Love is more than a feeling. Matter of fact, love isn't a feeling at all. Love is when two mature people come together to create a mature relationship and possibly a growing family. Two immature people cannot be in love because love is FIRSTLY depended upon love of self first (maturity), if you are immature, you are not YET in the position of loving yourself.
The girl is immature and not capable of love. And you are immature and not capable of love at this point either.
You need to take some time off dating women for a couple of weeks and try to center yourself personally. Find out who you are, start to develop love and values for yourself. Start to understand that you are NOT running out of suitable women out there. If there's ANYTHING we are NOT running out of in this country, is suitable women, they are out there....but you might have to put some effort forward to identify them by having to weave through all the bull**** that pops up in the front of the crowd. I don't know, but for some reason the ****ty women always seem to line up in the front. The ****ty women always seem to be the most noticable, sometimes you have to scroll HARD to find the suitable ones, but they are there.

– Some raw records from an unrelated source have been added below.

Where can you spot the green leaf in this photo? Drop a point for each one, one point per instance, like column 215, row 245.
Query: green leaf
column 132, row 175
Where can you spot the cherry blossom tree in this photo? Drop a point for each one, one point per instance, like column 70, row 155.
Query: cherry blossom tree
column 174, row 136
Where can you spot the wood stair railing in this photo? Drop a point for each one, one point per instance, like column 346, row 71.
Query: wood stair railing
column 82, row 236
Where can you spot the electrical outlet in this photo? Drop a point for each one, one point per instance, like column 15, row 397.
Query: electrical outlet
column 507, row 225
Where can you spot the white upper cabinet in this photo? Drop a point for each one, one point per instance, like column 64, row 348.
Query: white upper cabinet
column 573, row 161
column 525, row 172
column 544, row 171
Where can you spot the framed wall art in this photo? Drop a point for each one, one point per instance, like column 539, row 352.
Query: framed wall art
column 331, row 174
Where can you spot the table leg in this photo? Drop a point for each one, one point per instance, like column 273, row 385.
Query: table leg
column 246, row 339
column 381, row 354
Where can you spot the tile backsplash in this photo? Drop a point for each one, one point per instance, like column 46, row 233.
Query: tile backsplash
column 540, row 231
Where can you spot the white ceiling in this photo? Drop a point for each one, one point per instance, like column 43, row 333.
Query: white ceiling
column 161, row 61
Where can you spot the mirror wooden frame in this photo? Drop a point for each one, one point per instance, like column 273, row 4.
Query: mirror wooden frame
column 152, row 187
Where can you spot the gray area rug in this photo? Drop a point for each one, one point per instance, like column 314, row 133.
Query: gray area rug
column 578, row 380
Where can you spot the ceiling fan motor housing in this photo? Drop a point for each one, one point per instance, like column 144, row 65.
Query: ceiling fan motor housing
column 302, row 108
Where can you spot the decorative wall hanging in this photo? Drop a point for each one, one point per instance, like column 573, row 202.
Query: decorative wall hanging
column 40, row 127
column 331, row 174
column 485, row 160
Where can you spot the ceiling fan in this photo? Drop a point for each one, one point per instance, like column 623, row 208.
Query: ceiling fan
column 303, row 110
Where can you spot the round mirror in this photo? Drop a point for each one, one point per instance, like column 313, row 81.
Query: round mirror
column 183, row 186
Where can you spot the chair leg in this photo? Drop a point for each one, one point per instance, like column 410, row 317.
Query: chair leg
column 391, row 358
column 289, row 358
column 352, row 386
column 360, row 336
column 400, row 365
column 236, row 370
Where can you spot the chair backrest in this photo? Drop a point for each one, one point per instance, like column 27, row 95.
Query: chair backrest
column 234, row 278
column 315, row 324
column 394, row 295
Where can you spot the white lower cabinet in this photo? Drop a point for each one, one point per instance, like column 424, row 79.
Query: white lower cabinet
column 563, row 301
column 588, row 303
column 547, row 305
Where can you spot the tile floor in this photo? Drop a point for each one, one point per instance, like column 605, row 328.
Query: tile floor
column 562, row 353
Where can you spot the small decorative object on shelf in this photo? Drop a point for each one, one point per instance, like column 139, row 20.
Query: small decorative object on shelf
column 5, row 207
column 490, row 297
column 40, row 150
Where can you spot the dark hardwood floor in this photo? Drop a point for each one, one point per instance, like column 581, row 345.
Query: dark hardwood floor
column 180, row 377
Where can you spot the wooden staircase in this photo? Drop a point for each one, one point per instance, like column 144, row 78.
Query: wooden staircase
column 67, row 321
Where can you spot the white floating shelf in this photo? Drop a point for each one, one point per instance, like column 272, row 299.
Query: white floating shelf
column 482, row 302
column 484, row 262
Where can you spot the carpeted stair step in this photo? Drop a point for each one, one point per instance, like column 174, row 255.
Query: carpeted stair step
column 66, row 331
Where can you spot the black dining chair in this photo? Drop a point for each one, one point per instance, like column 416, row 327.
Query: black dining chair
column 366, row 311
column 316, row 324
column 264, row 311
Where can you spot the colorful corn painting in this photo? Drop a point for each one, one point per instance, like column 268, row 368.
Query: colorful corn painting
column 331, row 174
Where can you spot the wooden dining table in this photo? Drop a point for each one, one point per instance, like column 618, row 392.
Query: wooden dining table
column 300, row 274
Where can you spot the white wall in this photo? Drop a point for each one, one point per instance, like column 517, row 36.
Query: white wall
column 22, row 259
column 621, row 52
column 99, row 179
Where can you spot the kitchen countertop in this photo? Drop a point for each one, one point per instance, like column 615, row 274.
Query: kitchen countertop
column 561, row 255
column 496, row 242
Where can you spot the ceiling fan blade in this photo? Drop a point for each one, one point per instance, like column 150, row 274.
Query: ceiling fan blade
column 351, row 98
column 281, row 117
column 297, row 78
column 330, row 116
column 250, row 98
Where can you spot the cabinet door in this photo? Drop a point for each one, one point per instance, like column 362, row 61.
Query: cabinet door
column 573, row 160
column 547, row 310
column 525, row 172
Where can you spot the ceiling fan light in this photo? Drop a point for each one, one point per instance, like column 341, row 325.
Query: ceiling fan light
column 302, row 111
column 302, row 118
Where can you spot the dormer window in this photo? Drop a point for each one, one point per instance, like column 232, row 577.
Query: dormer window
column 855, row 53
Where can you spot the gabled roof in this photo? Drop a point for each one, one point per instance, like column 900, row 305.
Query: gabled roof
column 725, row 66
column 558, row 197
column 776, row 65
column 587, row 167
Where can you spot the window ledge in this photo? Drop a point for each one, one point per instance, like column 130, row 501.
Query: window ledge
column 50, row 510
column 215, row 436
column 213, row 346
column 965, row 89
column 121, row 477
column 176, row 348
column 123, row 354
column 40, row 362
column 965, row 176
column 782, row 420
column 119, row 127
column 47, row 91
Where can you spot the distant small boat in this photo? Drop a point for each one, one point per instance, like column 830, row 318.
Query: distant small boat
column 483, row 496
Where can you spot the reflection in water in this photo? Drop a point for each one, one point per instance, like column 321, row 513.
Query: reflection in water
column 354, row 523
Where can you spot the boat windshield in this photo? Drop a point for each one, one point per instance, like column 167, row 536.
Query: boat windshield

You don't owe her any explainations, she's incapable of having any intelligent conversations with you. The only reason you want to "talk" to her is because you are HOPING she says something to "get you back in" because you are so needy. Your neediness STILL actually wants this to work out some way. Your neediness is like a drug at this point, it has you negatively addicted to a "high feeling" of false love that is impacting your ability to reason, think, and behave rationally.
So as a result, you must treat this like a fein would treat a drug they are trying to stop using. You must TOTALLY seperate yourself from the drug and the environment it came from.
> Don't text her
> Don't call her
> Don't go around people that remind you of her
> Change your number if you have to
See this as rehab and treat it accordingly.